MOVE Logistics Group has released its results for the 2023-24 financial year (FY24), admitting that group performance was below aspirations.

The New Zealand-based transport and logistics group lamented “clearly disappointing” results, amidst declined financial figures reflecting a group “underperformance”.

Revenue for FY24 was down by 13% to NZ$301.7 million, which Move said was a result of lower market and customer activity.

Net loss after tax for the year was NZ$48.1 million, including pre-tax, non-trading adjustments of NZ$19.7 million, with reduction in net operating cashflow (including rent and leases) to NZ$5.1 million.

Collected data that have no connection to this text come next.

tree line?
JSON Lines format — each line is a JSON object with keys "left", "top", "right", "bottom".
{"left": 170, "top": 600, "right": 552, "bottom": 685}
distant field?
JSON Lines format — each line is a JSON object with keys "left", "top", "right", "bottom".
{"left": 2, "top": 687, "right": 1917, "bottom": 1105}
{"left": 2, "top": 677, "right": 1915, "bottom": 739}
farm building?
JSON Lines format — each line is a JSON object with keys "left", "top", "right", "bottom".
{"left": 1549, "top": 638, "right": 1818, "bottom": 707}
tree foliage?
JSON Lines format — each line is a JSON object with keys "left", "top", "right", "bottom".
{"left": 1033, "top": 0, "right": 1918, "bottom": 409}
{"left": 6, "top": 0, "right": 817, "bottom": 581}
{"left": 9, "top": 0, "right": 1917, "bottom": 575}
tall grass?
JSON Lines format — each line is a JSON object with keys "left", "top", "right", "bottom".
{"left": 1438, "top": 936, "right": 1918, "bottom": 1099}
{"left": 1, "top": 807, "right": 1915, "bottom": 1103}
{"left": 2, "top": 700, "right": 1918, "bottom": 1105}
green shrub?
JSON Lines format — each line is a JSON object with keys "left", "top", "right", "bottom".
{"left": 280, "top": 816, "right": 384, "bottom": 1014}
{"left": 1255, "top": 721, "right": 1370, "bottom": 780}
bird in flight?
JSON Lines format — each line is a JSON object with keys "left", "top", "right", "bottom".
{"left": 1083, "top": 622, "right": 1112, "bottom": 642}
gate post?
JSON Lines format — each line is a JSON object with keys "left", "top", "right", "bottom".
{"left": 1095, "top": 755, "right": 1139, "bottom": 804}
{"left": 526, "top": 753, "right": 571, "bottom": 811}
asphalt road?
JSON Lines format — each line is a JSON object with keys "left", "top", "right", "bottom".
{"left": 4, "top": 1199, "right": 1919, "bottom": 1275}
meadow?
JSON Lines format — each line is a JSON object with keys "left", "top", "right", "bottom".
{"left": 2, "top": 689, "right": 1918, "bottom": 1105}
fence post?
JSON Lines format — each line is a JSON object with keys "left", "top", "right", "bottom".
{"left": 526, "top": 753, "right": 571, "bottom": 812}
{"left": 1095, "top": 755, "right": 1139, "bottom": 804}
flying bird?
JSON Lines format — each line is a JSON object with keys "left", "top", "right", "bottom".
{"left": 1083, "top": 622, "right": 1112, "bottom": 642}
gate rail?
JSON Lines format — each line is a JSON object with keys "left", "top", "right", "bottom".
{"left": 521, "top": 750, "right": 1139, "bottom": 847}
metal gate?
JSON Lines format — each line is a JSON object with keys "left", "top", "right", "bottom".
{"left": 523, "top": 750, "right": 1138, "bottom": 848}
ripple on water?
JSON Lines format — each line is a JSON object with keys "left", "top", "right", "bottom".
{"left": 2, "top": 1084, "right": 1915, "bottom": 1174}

Move said the priority of the board is to restore adjusted net operating cashflow, inclusive of rent and lease payments.

Net debt increased by NZ$1.4 million to NZ$17 million, with total bank debt of NZ$36 million (inclusive of NZ$9 million bank guarantees).

The group said the results reflected an underperformance, but claimed the results were exacerbated by a recessionary environment, which impacted customer demand and highlighted a need to right-size and improve efficiencies within the organisation.

According to Move, a group-wide change program has been developed and is now being executed at pace to drive financial improvement.

Julia Raue, chair of Move said this year’s results are “clearly disappointing, as well as acknowledging the company was “too slow” to react to the recessionary environment which has been stronger for longer than expected.

“We are now moving urgently to drive change and improvement. We have engaged with independent advisors to ensure we have validated the challenges and opportunities within the business as well as the external factors that have impacted Move’s performance,” Ms Raue said.

“We are moving ahead with a refreshed Board and leadership team and are united in our focus to execute the change program with urgency.”

Move says its success relies on three factors which will improve financial performance, namely; recalibrating operations, profitable revenue growth, and balance sheet resilience.

The change program targets delivery of significantly improved EBT in FY25, and a return to profitable normalized EBT in FY26.

“We are moving at pace to recalibrate the business, adapting it for current market conditions, and making it more efficient and fit for the future,” Raue said.

“We expect substantial progress over FY25 to restore cashflow and improve earnings, with initial results to be seen from 2H FY25. Costs associated with the change program will impact in FY25.

“The work we are doing now will reset our company, leverage MOVE’s strengths, realise its considerable potential and grow shareholder value.”

Ms Raue said the board is holding themselves and their team to account, and will keep shareholders and the market informed on their progress.